Yang menarik adalah dengan menggunakan dua kebijakan tersebut di atas, peningkayan kesejahteraan masyarakat dapat dilakukan tanpa merugkan perusahaan. Sebab perusahaan masih dapat menikmati laba super normal.
UU No. 5/1999 tentang larangan praktik monopoli dan persaingan usaha tidak sehat Sejak 5 maret 1995 indonesia sudah memiliki Undang-undang No. 5 tahun 1999 tentang larangan praktik monopoli dan persaingan usaha tidak sehat (sering disebut sebagai UU anti monopoli).

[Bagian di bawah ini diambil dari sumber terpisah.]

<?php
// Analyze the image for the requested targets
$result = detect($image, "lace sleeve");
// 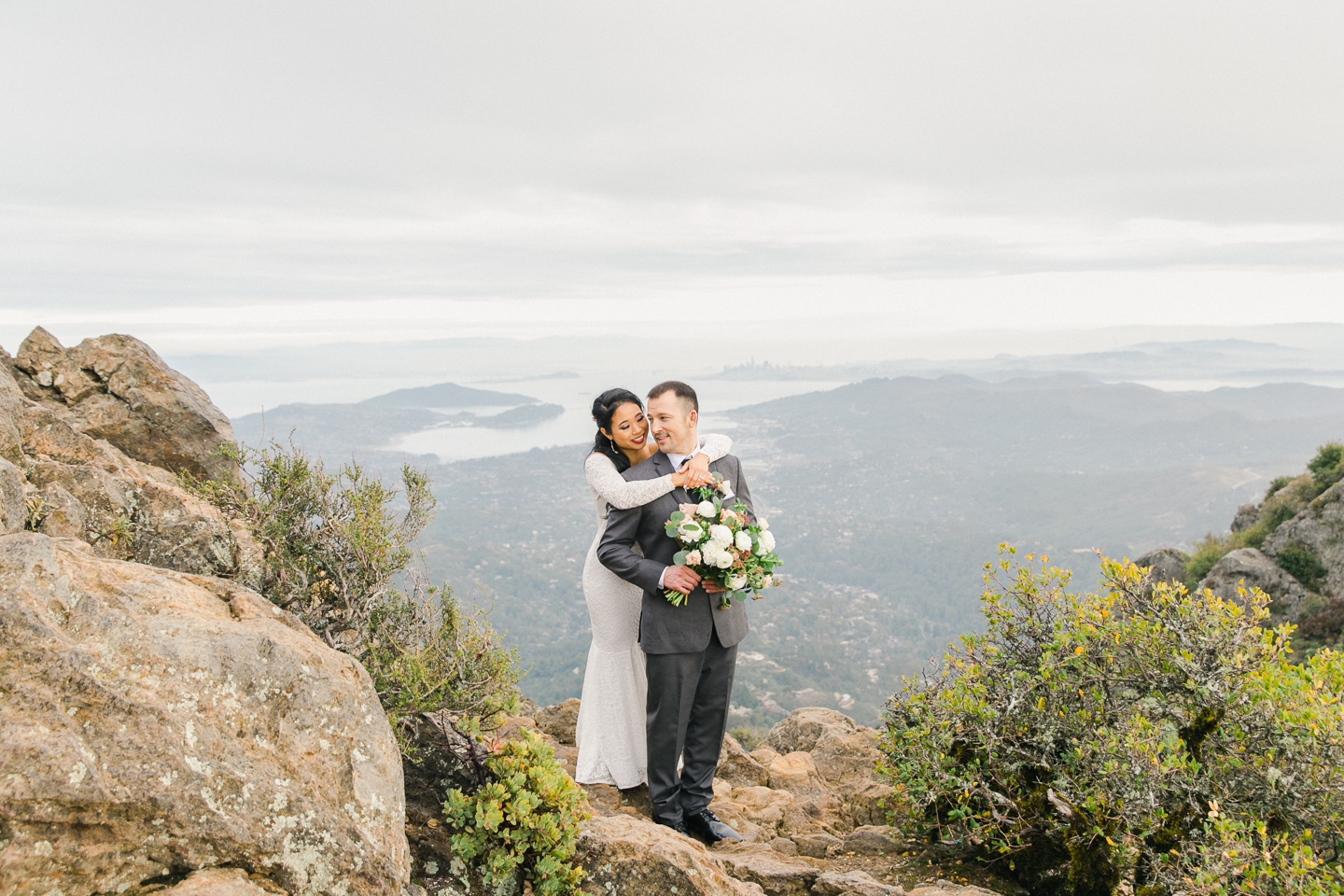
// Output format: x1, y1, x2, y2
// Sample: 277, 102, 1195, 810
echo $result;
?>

Guna mengawasi terjadinya praktik minopoli pemerintah juga telah membentuk komisi pengawas persaingan usaha melalui keputusan presiden Nomor 75 tahun 1999.
Perjanjian yang dilarang oleh UU No. 5 tahun 1999
A.      Oligopoli
1.         Perjanjian yang Oligolpolistik
       Suatu usaha dilarang membuat suatu perjanjian dengan pelaku usaha lain secara bersama-sama untuk menguasai produk atau pemasaran barang atau jasa tentu yang dapat mengakibatkan terjadinya praktik monopoli atau persaingan usaha tidak sehat (pasal 4 ayat 1)
2.         Dugaan Perjanjian yang Oligopolistik
       Untuk mengetahui apakah melalui suatu perjanjian yang dibuat oleh para pelaku usaha akan menguasai prodduk atau pemasaran barang atau jasa tertentu atau tidak, maka ditentukan apa yang disebut dugaan melakukan oligopolistik, yakni apabila dua atau tiga pelaku usaha mengetahui lebih dari 75% pangsa pasar suatu jenis barang atau jasa teertentu (pasal 4 ayat 2)
B.       Penetapan Harga
1.         Menetapkan harga yang telah dibuat bersama-sama oleh pelaku usaha dengan pelaku usaha pesaingnya, alasan pelarangan dapat mengakibatkan konsumen atau pelanggan harus membayar harga yang ditetapkan untuk barang atau jasa tertentu (pasal 5 ayat 1).
2.         Diskriminasai harga
      Maksudnya penetapan harga yang berbeda-beda yang harus dibayar oleh para pembeli atas barang yang sama atau jasa yang sama (pasal 6)
3.         Penetapan harga dibawah harga pasar
      Penetapan harga dibawah harga pasar dapat mengakibatkan terjadinya persaingan usaha yang tidak sehat (pasal 7)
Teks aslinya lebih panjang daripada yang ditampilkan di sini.